The Aga Khan Awards events recently took place in a lavish 3-day extravaganza in Muscat, the Sultanate of Oman, where ceremonies for the Aga Khan Music Awards and the Aga Khan Award for Architecture were celebrated.

The Aga Khan Music Awards

The Aga Khan Music Awards ceremony took place in a lavish 3-day extravaganza in Muscat, the Sultanate of Oman. The event was part of a series of ceremonies being held in Muscat as part of the Aga Khan Awards events, including the Aga Khan Award for Architecture.

 

First held in 2019, the awards were established to recognise exceptional creativity, promise and enterprise in music performance, production, education, preservation and revitalisation in societies across the world in which Muslims have a significant presence.

Featuring evocative performances from world- class and regional talents across South-East Asia and West Africa, the opening night was held at the Royal Opera House Muscat in the presence of Prince Amyn Muhammad, the younger brother of the Aga Khan, the spiritual leader of the Shia Ismaili Muslim community.

Prince Amyn Aga Khan presented a special Award for Lifetime Achievement to acclaimed tabla player Ustad Zakir Hussain, who was cited for his “enduring contributions to the musical heritage of humanity, peerless musical mastery, and sustained social impact as a performer and teacher”. Zakir Hussain has long served as one of the world’s most visible models of enlightened cross-cultural musicianship. Over the course of his six-decade-long career, he has elevated the status of the tabla both in India and around the world through countless artistic collaborations, concert tours, commissions, recordings and film scores.

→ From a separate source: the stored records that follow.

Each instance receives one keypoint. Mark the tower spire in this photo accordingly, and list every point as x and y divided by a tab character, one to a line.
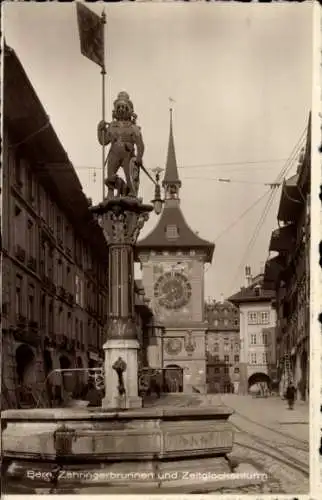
171	181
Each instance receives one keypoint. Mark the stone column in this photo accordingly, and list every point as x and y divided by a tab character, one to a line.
121	221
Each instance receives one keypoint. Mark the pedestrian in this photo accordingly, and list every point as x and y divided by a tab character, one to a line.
290	395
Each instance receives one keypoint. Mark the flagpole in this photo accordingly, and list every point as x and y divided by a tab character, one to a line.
103	73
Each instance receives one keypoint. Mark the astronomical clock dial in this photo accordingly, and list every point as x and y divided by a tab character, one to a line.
172	290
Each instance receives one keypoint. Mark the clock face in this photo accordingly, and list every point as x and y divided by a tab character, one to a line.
172	290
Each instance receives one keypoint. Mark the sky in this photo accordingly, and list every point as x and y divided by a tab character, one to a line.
240	75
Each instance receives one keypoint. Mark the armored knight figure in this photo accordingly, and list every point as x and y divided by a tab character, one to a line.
124	136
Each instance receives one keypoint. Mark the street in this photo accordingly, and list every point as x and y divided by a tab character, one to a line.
273	438
269	439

This year’s 15 laureates were chosen by a jury consisting of international arts professionals including Sheikha Hala bint Mohammed Al Khalifa, director- general for Bahrain’s Authority for Culture and Antiquities, and British dancer and choreographer Akram Khan. Pakistan was well-represented by Pashto folk singer Zarsanga and Sufi musician Sain Zahoor who were amongst the distinguished list of laureates.

Sain Zahoor

Sain Zahoor, born in 1937 in Pakistan’s Punjab province, has devoted his life to the performance of mystical Sufi poetry. He has said that after a recurring dream in which a hand rose up from a grave and directed him toward a shrine, he left home at the age of 10 and began a spiritual search that eventually led him to the ancient city of Uch Sharif, in southern Punjab, a site of many Sufi shrines. There he learned Sufi devotional songs (kalams) from local singers with a particular focus on the poetry of the important Punjabi poet Syed Abdullah Shah Qadri, popularly known as Bulleh Shah (d. 1757).

 

Sain Zahoor presently lives in Lahore, where he continues to sing at local shrines. At the same time, he has developed an international following after winning the 2006 BBC World Music Award for BBC Voice of the Year, an award that had earlier recognised Nusrat Fateh Ali Khan and Abida Parveen. In recent years, he has performed on prestigious stages around the world, accompanying his singing on a tumbi, a Punjabi instrument consisting of a gourd resonator attached to a wooden stick.

Zarsanga

Zarsanga is a singer from Khyber Pakhtunkhwa, Pakistan and is known as the Queen of Pashtun Folklore for her career-long devotion to the orally transmitted musical traditions of the tribally- organised Pashtuns.

Born into a nomadic tribe, she began her musical career at the age of 14, when a local musician heard her sing at a wedding and introduced her to a radio producer. She went on to sing for Radio Pakistan and developed an ardent following.

Zarsanga has toured internationally and performed all over Europe and the United States. Her repertoire includes love poems, called landay, and other songs of the nomadic Kuchi Pashtuns, often accompanied on tabla and rubab.

For her contributions to the field of music and folk singing, Pakistan awarded Zarsanga the Pride of Performance Award.